Its executive director Datuk Shamsuddin Bardan said the government did this by attracting investments, creating jobs, reducing unemployment, reducing dependence on foreign workers as well as incentives for employers to adopt new technologies and digitalisation, especially small and medium enterprises (SMEs).
He added that the initiatives are workable strategies that aim to reinvigorate the national economy and are consistent with the MEF position.
Shamsuddin welcomed Malaysians@Work, saying that it will create better employment opportunities for youths, women and the latent workforce and reduce dependence on low-skilled foreign workers.
He added that the increased allocation - particularly for Technical, Vocational Education and Training (TVET) - would assist in upskilling the workforce and accelerate industry initiatives to move up the value chain.
"The government's decision to promote greater collaboration with the industry would accelerate the mainstreaming of TVET and create better quality employment opportunities," said Shamsuddin in a statement on Friday (Oct 11).
Shamsuddin also said that employers also stand to benefit from Apprentice@Work through the extension of double tax deductions on expenses incurred by companies participating in Skim Latihan Dual Nasional (SLDN) for another two years.

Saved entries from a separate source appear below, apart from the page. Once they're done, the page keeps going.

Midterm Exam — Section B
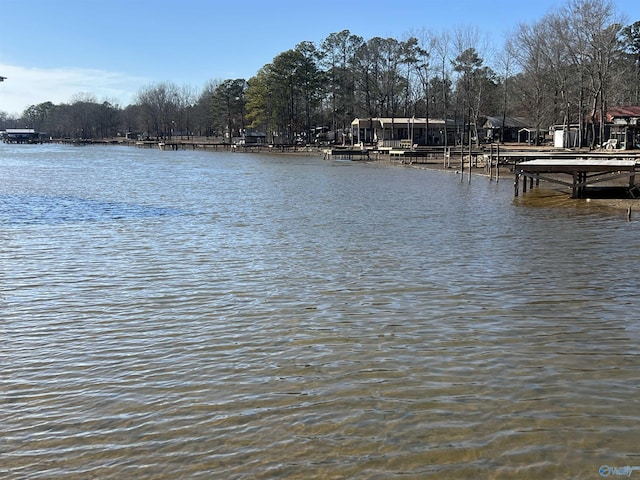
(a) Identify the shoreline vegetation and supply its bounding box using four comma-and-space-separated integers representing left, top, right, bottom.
45, 136, 640, 215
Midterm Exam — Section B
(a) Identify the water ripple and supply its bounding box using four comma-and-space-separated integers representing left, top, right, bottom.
0, 193, 182, 226
2, 145, 640, 479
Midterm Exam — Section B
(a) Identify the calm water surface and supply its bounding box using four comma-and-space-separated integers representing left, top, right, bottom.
1, 143, 639, 479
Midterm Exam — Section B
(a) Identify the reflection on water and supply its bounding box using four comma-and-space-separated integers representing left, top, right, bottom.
515, 180, 635, 214
1, 143, 640, 479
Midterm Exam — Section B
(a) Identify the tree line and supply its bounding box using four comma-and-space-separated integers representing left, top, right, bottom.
1, 0, 638, 148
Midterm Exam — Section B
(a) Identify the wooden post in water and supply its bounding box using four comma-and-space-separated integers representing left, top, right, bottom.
468, 136, 472, 184
495, 144, 499, 183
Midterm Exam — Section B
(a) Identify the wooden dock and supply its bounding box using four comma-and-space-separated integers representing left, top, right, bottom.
323, 148, 370, 160
497, 149, 640, 164
139, 141, 232, 151
514, 159, 638, 198
389, 146, 449, 163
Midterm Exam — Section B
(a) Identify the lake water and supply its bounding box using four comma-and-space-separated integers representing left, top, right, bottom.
2, 143, 639, 479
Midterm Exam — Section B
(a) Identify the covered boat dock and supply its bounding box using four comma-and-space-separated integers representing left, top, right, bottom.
514, 159, 638, 198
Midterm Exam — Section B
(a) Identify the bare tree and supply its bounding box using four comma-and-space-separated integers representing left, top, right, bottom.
434, 30, 452, 150
510, 22, 552, 144
136, 82, 181, 139
174, 85, 199, 139
414, 29, 437, 116
495, 41, 516, 143
559, 0, 623, 147
512, 0, 625, 148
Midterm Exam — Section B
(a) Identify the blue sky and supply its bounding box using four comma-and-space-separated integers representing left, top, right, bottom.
1, 0, 638, 116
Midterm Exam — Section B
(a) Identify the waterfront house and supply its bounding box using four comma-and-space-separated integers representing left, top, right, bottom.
581, 106, 640, 149
604, 106, 640, 149
482, 116, 531, 143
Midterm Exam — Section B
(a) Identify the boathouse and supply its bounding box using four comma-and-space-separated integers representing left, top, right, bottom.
350, 117, 455, 147
2, 128, 40, 144
243, 130, 267, 145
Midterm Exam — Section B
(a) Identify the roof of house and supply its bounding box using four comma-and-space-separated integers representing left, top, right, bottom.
6, 128, 36, 134
483, 116, 530, 129
607, 106, 640, 119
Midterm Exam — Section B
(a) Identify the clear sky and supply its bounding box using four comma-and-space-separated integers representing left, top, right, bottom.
1, 0, 638, 116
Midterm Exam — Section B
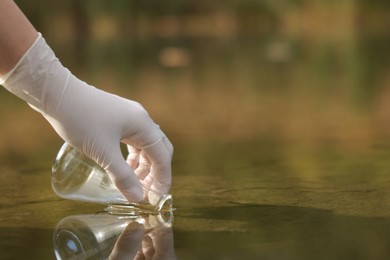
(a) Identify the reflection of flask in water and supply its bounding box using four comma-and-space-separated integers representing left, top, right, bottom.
54, 214, 132, 259
52, 142, 173, 214
53, 212, 173, 260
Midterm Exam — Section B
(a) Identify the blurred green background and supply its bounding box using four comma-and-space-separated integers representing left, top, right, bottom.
1, 0, 389, 213
1, 0, 390, 162
2, 1, 390, 258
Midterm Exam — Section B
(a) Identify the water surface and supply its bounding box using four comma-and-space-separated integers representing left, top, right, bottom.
2, 140, 390, 259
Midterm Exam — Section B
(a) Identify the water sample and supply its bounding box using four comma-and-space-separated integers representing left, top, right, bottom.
52, 142, 173, 215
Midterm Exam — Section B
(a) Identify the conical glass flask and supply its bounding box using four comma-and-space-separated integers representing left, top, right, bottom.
51, 142, 173, 214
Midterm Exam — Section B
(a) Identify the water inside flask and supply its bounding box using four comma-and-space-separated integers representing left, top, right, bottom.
51, 142, 173, 215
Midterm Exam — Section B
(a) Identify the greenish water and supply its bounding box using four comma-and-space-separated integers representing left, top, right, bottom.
2, 141, 390, 259
172, 141, 390, 259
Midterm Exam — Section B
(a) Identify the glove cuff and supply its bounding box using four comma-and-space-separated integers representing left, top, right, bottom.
0, 32, 70, 113
0, 33, 42, 86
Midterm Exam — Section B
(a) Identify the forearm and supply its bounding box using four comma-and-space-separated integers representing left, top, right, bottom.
0, 0, 38, 76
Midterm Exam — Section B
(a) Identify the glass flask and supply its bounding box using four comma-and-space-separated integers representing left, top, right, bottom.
53, 212, 174, 260
52, 142, 173, 214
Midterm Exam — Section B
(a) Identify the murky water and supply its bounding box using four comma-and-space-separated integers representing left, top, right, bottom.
2, 140, 390, 259
172, 141, 390, 259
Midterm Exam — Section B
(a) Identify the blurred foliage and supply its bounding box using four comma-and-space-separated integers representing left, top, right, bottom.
1, 0, 390, 160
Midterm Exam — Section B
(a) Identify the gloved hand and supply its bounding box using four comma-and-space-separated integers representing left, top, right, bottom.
0, 33, 173, 202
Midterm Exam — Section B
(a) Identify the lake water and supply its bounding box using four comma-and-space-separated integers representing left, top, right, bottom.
2, 140, 390, 259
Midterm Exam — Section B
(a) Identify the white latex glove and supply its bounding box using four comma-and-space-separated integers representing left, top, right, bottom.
0, 33, 173, 202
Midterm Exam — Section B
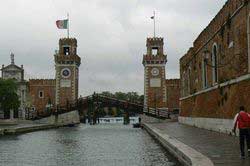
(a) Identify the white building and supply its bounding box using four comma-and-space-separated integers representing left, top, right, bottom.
0, 53, 28, 119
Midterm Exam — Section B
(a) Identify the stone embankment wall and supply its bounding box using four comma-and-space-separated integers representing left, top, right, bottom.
36, 110, 80, 126
143, 123, 214, 166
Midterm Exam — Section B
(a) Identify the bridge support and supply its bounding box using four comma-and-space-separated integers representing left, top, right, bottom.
124, 111, 130, 125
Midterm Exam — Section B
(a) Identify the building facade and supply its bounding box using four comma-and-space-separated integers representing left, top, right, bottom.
28, 79, 56, 115
142, 37, 180, 113
29, 38, 81, 115
179, 0, 250, 133
1, 53, 28, 119
166, 79, 180, 112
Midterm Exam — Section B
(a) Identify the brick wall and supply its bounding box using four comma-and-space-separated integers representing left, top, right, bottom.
29, 79, 56, 114
180, 0, 250, 119
180, 79, 250, 119
166, 79, 180, 112
146, 66, 167, 108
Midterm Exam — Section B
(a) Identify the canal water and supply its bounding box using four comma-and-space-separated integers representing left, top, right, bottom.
0, 124, 181, 166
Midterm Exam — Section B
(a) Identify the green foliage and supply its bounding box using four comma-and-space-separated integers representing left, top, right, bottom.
98, 91, 144, 117
100, 91, 113, 98
0, 79, 20, 111
100, 91, 144, 103
114, 92, 127, 100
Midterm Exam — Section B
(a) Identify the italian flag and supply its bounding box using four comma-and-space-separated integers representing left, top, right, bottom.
56, 19, 68, 29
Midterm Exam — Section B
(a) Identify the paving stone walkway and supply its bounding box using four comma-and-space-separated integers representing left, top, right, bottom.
150, 122, 250, 166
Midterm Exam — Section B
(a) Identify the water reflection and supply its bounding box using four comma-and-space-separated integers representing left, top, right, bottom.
0, 124, 181, 166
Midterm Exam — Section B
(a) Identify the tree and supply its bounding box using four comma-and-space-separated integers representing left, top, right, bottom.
0, 79, 20, 118
114, 92, 127, 100
139, 95, 144, 104
100, 91, 113, 98
127, 92, 140, 102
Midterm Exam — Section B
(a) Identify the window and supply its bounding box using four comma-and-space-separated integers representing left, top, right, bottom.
63, 46, 70, 55
202, 58, 208, 89
182, 72, 185, 96
188, 67, 191, 94
212, 44, 218, 83
152, 47, 158, 56
39, 91, 44, 98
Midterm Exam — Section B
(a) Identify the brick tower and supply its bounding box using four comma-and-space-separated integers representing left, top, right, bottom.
142, 37, 167, 111
54, 38, 81, 107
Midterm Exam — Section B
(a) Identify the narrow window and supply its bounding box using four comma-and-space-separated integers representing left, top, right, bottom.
181, 72, 185, 96
202, 58, 208, 89
39, 91, 44, 98
63, 46, 70, 55
152, 47, 158, 56
188, 67, 191, 94
212, 44, 218, 83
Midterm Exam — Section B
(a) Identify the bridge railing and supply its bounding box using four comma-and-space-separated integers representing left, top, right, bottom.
143, 107, 169, 118
50, 94, 178, 120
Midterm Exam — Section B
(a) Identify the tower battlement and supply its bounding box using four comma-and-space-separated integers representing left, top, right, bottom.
59, 38, 77, 45
146, 37, 164, 48
57, 38, 78, 56
143, 37, 167, 65
146, 37, 164, 43
55, 38, 81, 66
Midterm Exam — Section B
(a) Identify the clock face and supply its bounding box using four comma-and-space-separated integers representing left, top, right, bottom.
151, 68, 159, 76
61, 68, 71, 78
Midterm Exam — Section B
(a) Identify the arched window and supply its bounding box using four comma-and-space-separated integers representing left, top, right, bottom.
188, 67, 191, 94
212, 43, 218, 83
182, 72, 186, 96
202, 58, 208, 89
248, 13, 250, 73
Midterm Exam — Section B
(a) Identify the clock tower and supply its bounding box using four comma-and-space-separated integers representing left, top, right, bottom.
54, 38, 81, 107
142, 37, 167, 111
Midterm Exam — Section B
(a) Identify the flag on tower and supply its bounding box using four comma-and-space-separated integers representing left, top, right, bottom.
150, 16, 154, 19
56, 19, 68, 29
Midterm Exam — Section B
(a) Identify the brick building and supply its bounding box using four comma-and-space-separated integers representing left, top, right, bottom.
179, 0, 250, 133
29, 38, 81, 115
166, 79, 180, 112
28, 79, 56, 115
142, 37, 180, 113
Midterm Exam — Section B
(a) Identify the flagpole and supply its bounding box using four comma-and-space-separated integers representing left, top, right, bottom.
153, 11, 155, 38
67, 13, 69, 38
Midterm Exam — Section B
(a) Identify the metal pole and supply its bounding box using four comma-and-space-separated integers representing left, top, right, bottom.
154, 11, 156, 37
67, 13, 69, 38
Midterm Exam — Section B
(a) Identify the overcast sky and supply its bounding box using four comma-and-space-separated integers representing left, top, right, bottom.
0, 0, 227, 96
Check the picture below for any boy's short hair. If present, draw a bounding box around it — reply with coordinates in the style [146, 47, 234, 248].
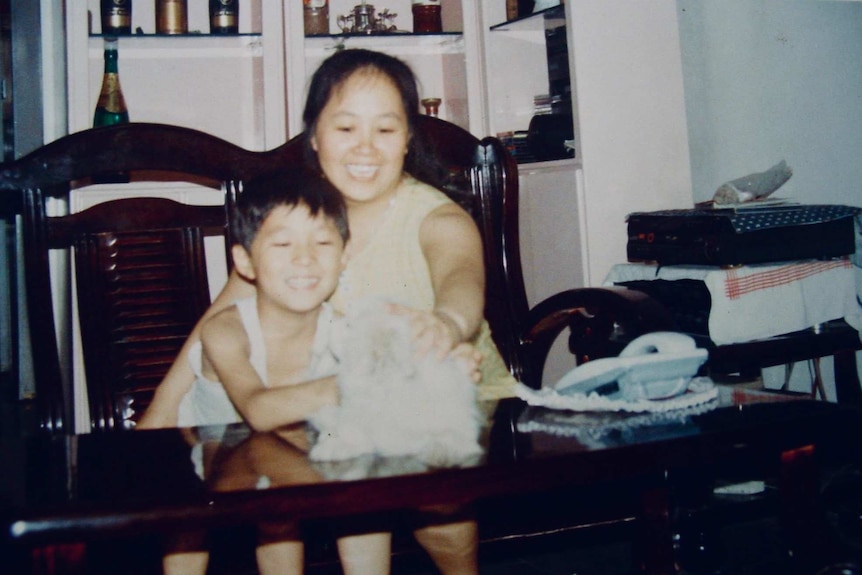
[233, 167, 350, 251]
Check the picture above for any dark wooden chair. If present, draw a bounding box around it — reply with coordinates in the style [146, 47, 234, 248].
[0, 123, 303, 433]
[601, 274, 862, 403]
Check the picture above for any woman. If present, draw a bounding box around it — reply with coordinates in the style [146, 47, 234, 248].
[141, 48, 518, 574]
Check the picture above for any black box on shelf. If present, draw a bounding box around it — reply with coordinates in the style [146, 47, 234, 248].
[626, 204, 861, 266]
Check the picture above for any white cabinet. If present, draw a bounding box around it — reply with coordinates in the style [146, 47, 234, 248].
[283, 0, 693, 294]
[282, 0, 485, 137]
[59, 1, 695, 395]
[518, 161, 587, 305]
[61, 0, 696, 306]
[480, 0, 693, 288]
[68, 2, 484, 141]
[482, 5, 569, 142]
[68, 0, 286, 149]
[482, 1, 693, 384]
[565, 0, 692, 285]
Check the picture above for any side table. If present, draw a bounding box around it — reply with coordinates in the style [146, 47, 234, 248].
[604, 259, 862, 403]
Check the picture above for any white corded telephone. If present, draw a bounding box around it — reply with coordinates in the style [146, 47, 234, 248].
[552, 332, 708, 401]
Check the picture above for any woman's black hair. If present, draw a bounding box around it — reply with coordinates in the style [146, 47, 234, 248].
[301, 48, 447, 188]
[233, 167, 350, 251]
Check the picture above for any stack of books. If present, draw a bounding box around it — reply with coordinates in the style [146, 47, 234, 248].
[533, 94, 555, 115]
[512, 130, 535, 164]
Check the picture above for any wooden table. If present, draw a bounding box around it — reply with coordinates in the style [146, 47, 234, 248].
[2, 387, 860, 574]
[604, 260, 862, 403]
[605, 259, 860, 345]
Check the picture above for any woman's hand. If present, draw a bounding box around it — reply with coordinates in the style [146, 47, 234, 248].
[450, 343, 483, 384]
[387, 303, 482, 381]
[387, 303, 467, 359]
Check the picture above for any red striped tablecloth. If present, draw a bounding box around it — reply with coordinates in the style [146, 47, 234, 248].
[605, 259, 861, 345]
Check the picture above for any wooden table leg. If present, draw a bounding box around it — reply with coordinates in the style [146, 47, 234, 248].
[833, 350, 862, 405]
[635, 484, 678, 575]
[780, 444, 835, 574]
[29, 543, 87, 575]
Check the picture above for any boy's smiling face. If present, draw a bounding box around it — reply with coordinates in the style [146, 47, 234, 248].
[233, 203, 346, 314]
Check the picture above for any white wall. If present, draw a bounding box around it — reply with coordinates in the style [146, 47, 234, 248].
[678, 0, 862, 207]
[677, 0, 862, 399]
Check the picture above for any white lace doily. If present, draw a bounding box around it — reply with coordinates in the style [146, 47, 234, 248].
[516, 397, 720, 440]
[514, 377, 719, 414]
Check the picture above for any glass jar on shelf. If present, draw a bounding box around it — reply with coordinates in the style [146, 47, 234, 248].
[412, 0, 442, 33]
[304, 0, 330, 35]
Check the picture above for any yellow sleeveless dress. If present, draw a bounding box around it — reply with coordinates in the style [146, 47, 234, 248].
[329, 176, 518, 400]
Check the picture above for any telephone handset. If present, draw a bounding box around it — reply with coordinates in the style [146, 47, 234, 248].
[552, 332, 708, 401]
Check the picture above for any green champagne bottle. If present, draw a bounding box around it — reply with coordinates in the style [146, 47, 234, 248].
[93, 38, 129, 127]
[93, 38, 130, 183]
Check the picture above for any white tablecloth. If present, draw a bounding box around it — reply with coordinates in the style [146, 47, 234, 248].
[605, 258, 862, 345]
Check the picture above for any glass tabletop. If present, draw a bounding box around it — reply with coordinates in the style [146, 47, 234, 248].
[1, 385, 850, 544]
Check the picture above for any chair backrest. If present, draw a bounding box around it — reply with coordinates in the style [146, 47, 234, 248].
[1, 123, 299, 433]
[54, 198, 227, 432]
[1, 118, 531, 434]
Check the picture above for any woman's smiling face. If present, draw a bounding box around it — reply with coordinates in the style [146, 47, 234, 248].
[310, 68, 410, 206]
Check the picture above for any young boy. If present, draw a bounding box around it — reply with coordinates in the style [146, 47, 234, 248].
[169, 167, 480, 575]
[177, 167, 348, 433]
[168, 167, 354, 575]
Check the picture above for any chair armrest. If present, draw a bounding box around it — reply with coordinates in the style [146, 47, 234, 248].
[518, 287, 675, 388]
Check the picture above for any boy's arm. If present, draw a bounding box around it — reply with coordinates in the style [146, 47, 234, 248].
[202, 313, 339, 432]
[138, 269, 256, 429]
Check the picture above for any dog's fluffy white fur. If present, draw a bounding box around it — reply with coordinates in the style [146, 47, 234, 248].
[308, 298, 482, 468]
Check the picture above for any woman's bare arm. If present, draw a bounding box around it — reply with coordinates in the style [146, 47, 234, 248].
[409, 202, 486, 356]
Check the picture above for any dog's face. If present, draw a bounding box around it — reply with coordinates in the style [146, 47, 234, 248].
[335, 299, 417, 380]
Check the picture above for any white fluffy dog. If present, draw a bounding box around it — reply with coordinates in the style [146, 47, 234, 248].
[308, 298, 482, 468]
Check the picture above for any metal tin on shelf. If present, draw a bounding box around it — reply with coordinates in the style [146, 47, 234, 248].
[156, 0, 188, 35]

"This is in addition to the double tax deduction currently given to companies undertaking structured Internship Programme (SIP) under Talent Corp," he said.
Shamsuddin however raised concerns about the government's proposal to increase the minimum wage from RM1,100 to RM1,200, beginning in 2020 for cities and bigger towns.
He also said that the proposal to expand the scope of the Employment Act 1955 to cover workers with salaries up to RM4,000 from the current RM2,000 would add to the cost of doing business.
Shamsuddin also did not agree to extending maternity leave from 60 days to 90 days beginning 2021 as this would add burden on employers who were already paying in full for the 60-day maternity leave.
In developed countries and other Asean countries, maternity leave is paid by social security, he added.
"In Singapore, the government pays for the additional 24 days for the first and second births when the maternity leave was increased from 60 days to 84 days and the government pays fully the cost of maternity leave for the third and fourth births," he said.